Dadurch kommt es zu einer gewaltigen Kontroverse und Entfremdung zwischen den Menschen, die in den Regierungsgebäuden sitzen, und den Menschen, die sie gewählt haben. Die Folge ist eine Vertrauenskrise – nicht nur ein Mangel an Vertrauen in eine bestimmte politische Partei, sondern in das ganze System. Das System hält nicht, was es versprochen hat, und die Bevölkerung glaubt nicht mehr, dass die Regierung noch das Heft in der Hand hält.

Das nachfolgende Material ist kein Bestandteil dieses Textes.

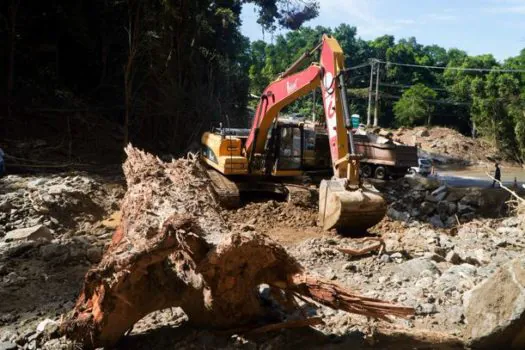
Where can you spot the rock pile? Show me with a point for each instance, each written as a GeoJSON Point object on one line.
{"type": "Point", "coordinates": [442, 206]}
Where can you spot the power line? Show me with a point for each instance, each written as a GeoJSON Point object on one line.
{"type": "Point", "coordinates": [454, 68]}
{"type": "Point", "coordinates": [362, 65]}
{"type": "Point", "coordinates": [447, 102]}
{"type": "Point", "coordinates": [409, 86]}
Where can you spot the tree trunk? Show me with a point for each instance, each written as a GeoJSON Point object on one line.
{"type": "Point", "coordinates": [133, 43]}
{"type": "Point", "coordinates": [172, 249]}
{"type": "Point", "coordinates": [12, 12]}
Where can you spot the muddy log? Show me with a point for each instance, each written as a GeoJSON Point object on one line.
{"type": "Point", "coordinates": [172, 249]}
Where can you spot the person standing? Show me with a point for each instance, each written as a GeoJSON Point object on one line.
{"type": "Point", "coordinates": [497, 175]}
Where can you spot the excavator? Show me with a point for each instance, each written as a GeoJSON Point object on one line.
{"type": "Point", "coordinates": [257, 159]}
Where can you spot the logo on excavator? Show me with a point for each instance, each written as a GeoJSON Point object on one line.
{"type": "Point", "coordinates": [291, 87]}
{"type": "Point", "coordinates": [329, 105]}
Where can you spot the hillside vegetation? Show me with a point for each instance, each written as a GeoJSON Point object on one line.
{"type": "Point", "coordinates": [161, 72]}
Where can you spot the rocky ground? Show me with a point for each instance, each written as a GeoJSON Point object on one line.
{"type": "Point", "coordinates": [448, 146]}
{"type": "Point", "coordinates": [430, 261]}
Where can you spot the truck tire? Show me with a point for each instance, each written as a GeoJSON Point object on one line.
{"type": "Point", "coordinates": [366, 170]}
{"type": "Point", "coordinates": [380, 173]}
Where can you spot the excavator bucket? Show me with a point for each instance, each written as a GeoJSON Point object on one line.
{"type": "Point", "coordinates": [349, 211]}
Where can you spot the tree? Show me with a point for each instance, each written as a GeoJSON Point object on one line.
{"type": "Point", "coordinates": [415, 105]}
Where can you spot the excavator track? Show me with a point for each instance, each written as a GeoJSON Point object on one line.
{"type": "Point", "coordinates": [224, 191]}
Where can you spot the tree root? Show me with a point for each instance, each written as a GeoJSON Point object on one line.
{"type": "Point", "coordinates": [170, 250]}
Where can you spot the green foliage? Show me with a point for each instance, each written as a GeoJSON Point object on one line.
{"type": "Point", "coordinates": [415, 106]}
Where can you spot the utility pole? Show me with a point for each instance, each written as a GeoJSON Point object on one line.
{"type": "Point", "coordinates": [369, 111]}
{"type": "Point", "coordinates": [377, 94]}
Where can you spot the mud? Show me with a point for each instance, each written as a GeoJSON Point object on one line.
{"type": "Point", "coordinates": [421, 266]}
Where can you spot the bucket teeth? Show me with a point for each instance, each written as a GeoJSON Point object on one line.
{"type": "Point", "coordinates": [350, 211]}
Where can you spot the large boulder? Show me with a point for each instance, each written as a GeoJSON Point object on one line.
{"type": "Point", "coordinates": [30, 233]}
{"type": "Point", "coordinates": [495, 309]}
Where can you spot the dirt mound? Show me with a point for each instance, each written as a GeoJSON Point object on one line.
{"type": "Point", "coordinates": [448, 146]}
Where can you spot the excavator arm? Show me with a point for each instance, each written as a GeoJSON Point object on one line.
{"type": "Point", "coordinates": [343, 202]}
{"type": "Point", "coordinates": [289, 87]}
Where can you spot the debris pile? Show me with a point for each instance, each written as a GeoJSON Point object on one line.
{"type": "Point", "coordinates": [252, 270]}
{"type": "Point", "coordinates": [170, 250]}
{"type": "Point", "coordinates": [448, 146]}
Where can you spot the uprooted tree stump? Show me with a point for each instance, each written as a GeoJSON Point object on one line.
{"type": "Point", "coordinates": [172, 249]}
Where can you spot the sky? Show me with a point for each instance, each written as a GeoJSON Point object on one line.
{"type": "Point", "coordinates": [475, 26]}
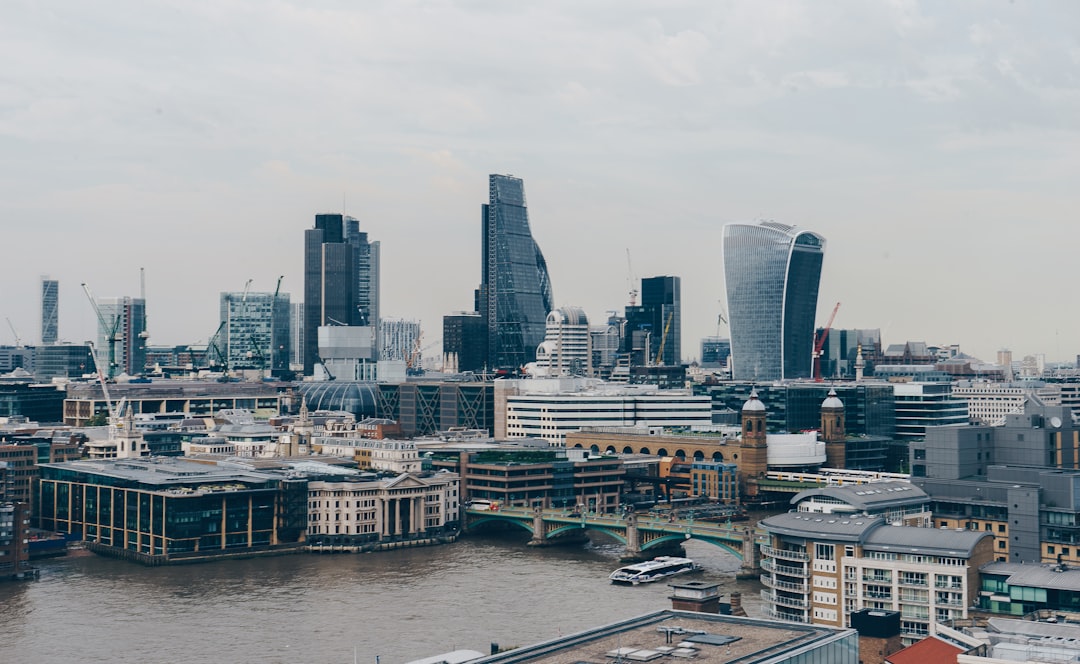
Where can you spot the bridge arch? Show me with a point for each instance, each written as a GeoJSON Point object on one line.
{"type": "Point", "coordinates": [495, 519]}
{"type": "Point", "coordinates": [682, 537]}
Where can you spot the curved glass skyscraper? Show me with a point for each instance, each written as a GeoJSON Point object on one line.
{"type": "Point", "coordinates": [772, 272]}
{"type": "Point", "coordinates": [514, 294]}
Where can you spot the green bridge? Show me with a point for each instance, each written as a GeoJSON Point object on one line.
{"type": "Point", "coordinates": [638, 533]}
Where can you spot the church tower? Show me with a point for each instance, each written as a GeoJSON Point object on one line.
{"type": "Point", "coordinates": [753, 449]}
{"type": "Point", "coordinates": [833, 431]}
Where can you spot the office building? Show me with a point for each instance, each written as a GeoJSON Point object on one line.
{"type": "Point", "coordinates": [1020, 482]}
{"type": "Point", "coordinates": [121, 348]}
{"type": "Point", "coordinates": [176, 509]}
{"type": "Point", "coordinates": [820, 569]}
{"type": "Point", "coordinates": [515, 292]}
{"type": "Point", "coordinates": [255, 330]}
{"type": "Point", "coordinates": [567, 346]}
{"type": "Point", "coordinates": [400, 341]}
{"type": "Point", "coordinates": [772, 272]}
{"type": "Point", "coordinates": [659, 317]}
{"type": "Point", "coordinates": [50, 310]}
{"type": "Point", "coordinates": [464, 342]}
{"type": "Point", "coordinates": [340, 281]}
{"type": "Point", "coordinates": [715, 352]}
{"type": "Point", "coordinates": [551, 408]}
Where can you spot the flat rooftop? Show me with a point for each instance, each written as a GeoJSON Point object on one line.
{"type": "Point", "coordinates": [703, 637]}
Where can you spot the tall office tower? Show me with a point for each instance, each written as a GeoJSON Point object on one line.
{"type": "Point", "coordinates": [464, 342]}
{"type": "Point", "coordinates": [367, 272]}
{"type": "Point", "coordinates": [50, 301]}
{"type": "Point", "coordinates": [256, 330]}
{"type": "Point", "coordinates": [296, 334]}
{"type": "Point", "coordinates": [659, 314]}
{"type": "Point", "coordinates": [772, 272]}
{"type": "Point", "coordinates": [514, 294]}
{"type": "Point", "coordinates": [334, 254]}
{"type": "Point", "coordinates": [123, 344]}
{"type": "Point", "coordinates": [400, 340]}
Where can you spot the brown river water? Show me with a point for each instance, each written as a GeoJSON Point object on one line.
{"type": "Point", "coordinates": [397, 606]}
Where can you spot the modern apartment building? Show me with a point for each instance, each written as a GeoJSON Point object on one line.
{"type": "Point", "coordinates": [771, 272]}
{"type": "Point", "coordinates": [820, 568]}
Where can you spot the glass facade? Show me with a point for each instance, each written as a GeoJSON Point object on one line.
{"type": "Point", "coordinates": [772, 273]}
{"type": "Point", "coordinates": [515, 290]}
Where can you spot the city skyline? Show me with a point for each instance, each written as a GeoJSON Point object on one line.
{"type": "Point", "coordinates": [933, 146]}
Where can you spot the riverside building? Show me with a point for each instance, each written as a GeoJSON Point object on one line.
{"type": "Point", "coordinates": [820, 568]}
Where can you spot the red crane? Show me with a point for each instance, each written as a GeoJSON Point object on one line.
{"type": "Point", "coordinates": [821, 343]}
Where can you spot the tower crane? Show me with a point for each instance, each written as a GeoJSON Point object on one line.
{"type": "Point", "coordinates": [111, 334]}
{"type": "Point", "coordinates": [821, 343]}
{"type": "Point", "coordinates": [663, 338]}
{"type": "Point", "coordinates": [18, 340]}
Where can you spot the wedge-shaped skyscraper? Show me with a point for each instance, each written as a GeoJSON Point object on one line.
{"type": "Point", "coordinates": [772, 272]}
{"type": "Point", "coordinates": [514, 295]}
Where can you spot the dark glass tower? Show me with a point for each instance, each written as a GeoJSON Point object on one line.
{"type": "Point", "coordinates": [514, 294]}
{"type": "Point", "coordinates": [660, 310]}
{"type": "Point", "coordinates": [50, 300]}
{"type": "Point", "coordinates": [772, 272]}
{"type": "Point", "coordinates": [329, 283]}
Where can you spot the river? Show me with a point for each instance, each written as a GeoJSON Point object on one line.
{"type": "Point", "coordinates": [400, 605]}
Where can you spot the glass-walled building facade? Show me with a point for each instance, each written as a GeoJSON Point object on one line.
{"type": "Point", "coordinates": [772, 272]}
{"type": "Point", "coordinates": [515, 293]}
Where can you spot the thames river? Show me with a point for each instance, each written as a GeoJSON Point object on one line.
{"type": "Point", "coordinates": [397, 606]}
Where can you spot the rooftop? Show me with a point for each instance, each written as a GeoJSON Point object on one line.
{"type": "Point", "coordinates": [705, 637]}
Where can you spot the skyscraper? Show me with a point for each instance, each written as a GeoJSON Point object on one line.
{"type": "Point", "coordinates": [123, 344]}
{"type": "Point", "coordinates": [256, 330]}
{"type": "Point", "coordinates": [514, 295]}
{"type": "Point", "coordinates": [340, 280]}
{"type": "Point", "coordinates": [772, 272]}
{"type": "Point", "coordinates": [660, 315]}
{"type": "Point", "coordinates": [50, 319]}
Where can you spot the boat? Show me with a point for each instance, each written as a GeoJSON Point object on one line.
{"type": "Point", "coordinates": [653, 570]}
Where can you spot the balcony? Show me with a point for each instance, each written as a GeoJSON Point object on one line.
{"type": "Point", "coordinates": [770, 566]}
{"type": "Point", "coordinates": [781, 600]}
{"type": "Point", "coordinates": [768, 581]}
{"type": "Point", "coordinates": [785, 554]}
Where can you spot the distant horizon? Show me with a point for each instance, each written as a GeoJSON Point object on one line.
{"type": "Point", "coordinates": [934, 147]}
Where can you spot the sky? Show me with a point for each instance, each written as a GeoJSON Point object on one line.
{"type": "Point", "coordinates": [934, 145]}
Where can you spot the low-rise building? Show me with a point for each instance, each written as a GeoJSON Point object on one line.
{"type": "Point", "coordinates": [359, 510]}
{"type": "Point", "coordinates": [159, 510]}
{"type": "Point", "coordinates": [821, 568]}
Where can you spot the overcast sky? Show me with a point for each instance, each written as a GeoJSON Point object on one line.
{"type": "Point", "coordinates": [935, 146]}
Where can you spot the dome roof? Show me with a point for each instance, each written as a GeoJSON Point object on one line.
{"type": "Point", "coordinates": [832, 401]}
{"type": "Point", "coordinates": [753, 404]}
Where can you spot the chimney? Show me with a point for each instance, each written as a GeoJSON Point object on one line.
{"type": "Point", "coordinates": [696, 596]}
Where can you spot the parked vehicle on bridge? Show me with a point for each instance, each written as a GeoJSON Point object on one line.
{"type": "Point", "coordinates": [653, 570]}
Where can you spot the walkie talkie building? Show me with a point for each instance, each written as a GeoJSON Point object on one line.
{"type": "Point", "coordinates": [772, 272]}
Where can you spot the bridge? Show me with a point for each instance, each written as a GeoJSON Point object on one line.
{"type": "Point", "coordinates": [638, 533]}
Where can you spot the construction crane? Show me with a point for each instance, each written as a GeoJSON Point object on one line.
{"type": "Point", "coordinates": [111, 333]}
{"type": "Point", "coordinates": [273, 309]}
{"type": "Point", "coordinates": [663, 338]}
{"type": "Point", "coordinates": [18, 340]}
{"type": "Point", "coordinates": [821, 344]}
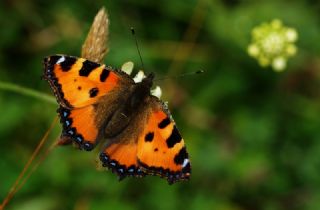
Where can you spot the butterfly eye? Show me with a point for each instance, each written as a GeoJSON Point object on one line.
{"type": "Point", "coordinates": [127, 67]}
{"type": "Point", "coordinates": [139, 77]}
{"type": "Point", "coordinates": [156, 92]}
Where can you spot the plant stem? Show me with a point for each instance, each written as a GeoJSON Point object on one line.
{"type": "Point", "coordinates": [27, 92]}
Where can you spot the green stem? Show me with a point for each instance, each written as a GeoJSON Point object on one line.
{"type": "Point", "coordinates": [27, 92]}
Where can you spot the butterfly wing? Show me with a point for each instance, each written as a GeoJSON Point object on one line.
{"type": "Point", "coordinates": [78, 82]}
{"type": "Point", "coordinates": [151, 144]}
{"type": "Point", "coordinates": [79, 85]}
{"type": "Point", "coordinates": [161, 149]}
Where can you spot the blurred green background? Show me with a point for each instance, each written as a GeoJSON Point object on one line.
{"type": "Point", "coordinates": [253, 135]}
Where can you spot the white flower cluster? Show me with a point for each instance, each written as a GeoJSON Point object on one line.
{"type": "Point", "coordinates": [272, 44]}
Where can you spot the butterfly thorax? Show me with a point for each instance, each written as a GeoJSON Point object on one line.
{"type": "Point", "coordinates": [134, 102]}
{"type": "Point", "coordinates": [141, 91]}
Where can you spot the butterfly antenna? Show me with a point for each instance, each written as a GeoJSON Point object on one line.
{"type": "Point", "coordinates": [136, 41]}
{"type": "Point", "coordinates": [181, 75]}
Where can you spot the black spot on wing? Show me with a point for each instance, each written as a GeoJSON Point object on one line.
{"type": "Point", "coordinates": [164, 123]}
{"type": "Point", "coordinates": [93, 92]}
{"type": "Point", "coordinates": [181, 156]}
{"type": "Point", "coordinates": [67, 63]}
{"type": "Point", "coordinates": [104, 75]}
{"type": "Point", "coordinates": [52, 59]}
{"type": "Point", "coordinates": [149, 137]}
{"type": "Point", "coordinates": [87, 68]}
{"type": "Point", "coordinates": [174, 138]}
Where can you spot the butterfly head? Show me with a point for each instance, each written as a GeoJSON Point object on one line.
{"type": "Point", "coordinates": [147, 82]}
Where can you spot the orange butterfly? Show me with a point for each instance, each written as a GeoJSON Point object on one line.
{"type": "Point", "coordinates": [99, 103]}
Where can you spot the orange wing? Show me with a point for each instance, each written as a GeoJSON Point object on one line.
{"type": "Point", "coordinates": [161, 150]}
{"type": "Point", "coordinates": [151, 144]}
{"type": "Point", "coordinates": [78, 82]}
{"type": "Point", "coordinates": [79, 125]}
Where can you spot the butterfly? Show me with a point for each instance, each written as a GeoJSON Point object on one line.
{"type": "Point", "coordinates": [101, 104]}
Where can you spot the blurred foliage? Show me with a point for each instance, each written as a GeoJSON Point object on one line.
{"type": "Point", "coordinates": [253, 135]}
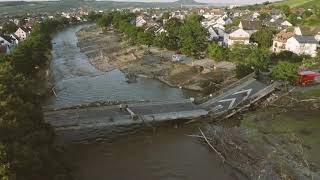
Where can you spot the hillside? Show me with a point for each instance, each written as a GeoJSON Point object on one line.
{"type": "Point", "coordinates": [20, 7]}
{"type": "Point", "coordinates": [299, 3]}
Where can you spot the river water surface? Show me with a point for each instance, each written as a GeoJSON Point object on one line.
{"type": "Point", "coordinates": [166, 155]}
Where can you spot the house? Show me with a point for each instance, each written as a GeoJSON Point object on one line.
{"type": "Point", "coordinates": [140, 21]}
{"type": "Point", "coordinates": [280, 40]}
{"type": "Point", "coordinates": [224, 21]}
{"type": "Point", "coordinates": [213, 34]}
{"type": "Point", "coordinates": [302, 45]}
{"type": "Point", "coordinates": [22, 33]}
{"type": "Point", "coordinates": [250, 26]}
{"type": "Point", "coordinates": [307, 77]}
{"type": "Point", "coordinates": [239, 36]}
{"type": "Point", "coordinates": [178, 14]}
{"type": "Point", "coordinates": [242, 34]}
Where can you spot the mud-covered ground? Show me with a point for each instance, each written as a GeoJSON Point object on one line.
{"type": "Point", "coordinates": [109, 50]}
{"type": "Point", "coordinates": [280, 141]}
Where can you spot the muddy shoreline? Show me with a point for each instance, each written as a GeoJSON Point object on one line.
{"type": "Point", "coordinates": [109, 50]}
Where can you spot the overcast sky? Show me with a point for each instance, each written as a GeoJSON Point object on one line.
{"type": "Point", "coordinates": [206, 1]}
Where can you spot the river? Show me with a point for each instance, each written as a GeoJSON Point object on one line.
{"type": "Point", "coordinates": [167, 154]}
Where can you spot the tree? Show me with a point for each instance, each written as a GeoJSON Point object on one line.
{"type": "Point", "coordinates": [217, 52]}
{"type": "Point", "coordinates": [293, 19]}
{"type": "Point", "coordinates": [239, 52]}
{"type": "Point", "coordinates": [166, 15]}
{"type": "Point", "coordinates": [264, 16]}
{"type": "Point", "coordinates": [285, 71]}
{"type": "Point", "coordinates": [193, 36]}
{"type": "Point", "coordinates": [243, 70]}
{"type": "Point", "coordinates": [161, 40]}
{"type": "Point", "coordinates": [263, 37]}
{"type": "Point", "coordinates": [92, 16]}
{"type": "Point", "coordinates": [145, 38]}
{"type": "Point", "coordinates": [105, 20]}
{"type": "Point", "coordinates": [9, 27]}
{"type": "Point", "coordinates": [286, 10]}
{"type": "Point", "coordinates": [258, 59]}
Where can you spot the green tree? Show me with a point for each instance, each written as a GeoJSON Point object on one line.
{"type": "Point", "coordinates": [9, 27]}
{"type": "Point", "coordinates": [145, 38]}
{"type": "Point", "coordinates": [217, 52]}
{"type": "Point", "coordinates": [285, 71]}
{"type": "Point", "coordinates": [166, 15]}
{"type": "Point", "coordinates": [263, 37]}
{"type": "Point", "coordinates": [193, 36]}
{"type": "Point", "coordinates": [243, 70]}
{"type": "Point", "coordinates": [161, 40]}
{"type": "Point", "coordinates": [293, 19]}
{"type": "Point", "coordinates": [105, 20]}
{"type": "Point", "coordinates": [258, 59]}
{"type": "Point", "coordinates": [239, 52]}
{"type": "Point", "coordinates": [264, 16]}
{"type": "Point", "coordinates": [93, 16]}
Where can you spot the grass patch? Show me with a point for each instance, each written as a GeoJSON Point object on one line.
{"type": "Point", "coordinates": [294, 3]}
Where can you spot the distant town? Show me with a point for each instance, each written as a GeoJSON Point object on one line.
{"type": "Point", "coordinates": [160, 90]}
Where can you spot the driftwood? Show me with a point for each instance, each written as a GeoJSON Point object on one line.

Die Folge ist, dass sich die sozialen Bindungen aufzulösen beginnen; jeder entscheidet nur noch für sich selbst. Wir sind moralisch blind geworden.“
Wozu führt diese moralische Blindheit?
„Zu einer Solidaritätskrise! Früher haben die Menschen eingesehen, dass sie gemeinsame Interessen hatten. Das ermutigte sie dazu, Schulter an Schulter zu stehen und sich einer gemeinsamen Sache anzuschließen. Aber heute … Sie arbeiten als Journalist?“
Ja.
„Dann wissen Sie, dass es zwischen Ihnen und Ihren Kollegen einen Kampf gibt. Es herrscht keine Solidarität mehr. Wenn jemand erfolgreich ist, eine größere Kolumne bekommt, dann ist das für Sie ein Verlust. Woran sie denken, ist to be one up someone.“
Bauman hält eine Hand über die andere. „Das ist wie beim Kartenspiel: Sie haben einen Punkt mehr als der andere. In der Wirtschaft bedeutet das: Ihrem Kollegen wird gekündigt, nicht Ihnen. Das betrifft nicht nur die Arbeitswelt, das gilt für alle Institutionen. Sie sind heute keine Stätten der Solidarität mehr, sondern sind von gegenseitigem Misstrauen und Wettstreit durchsetzt.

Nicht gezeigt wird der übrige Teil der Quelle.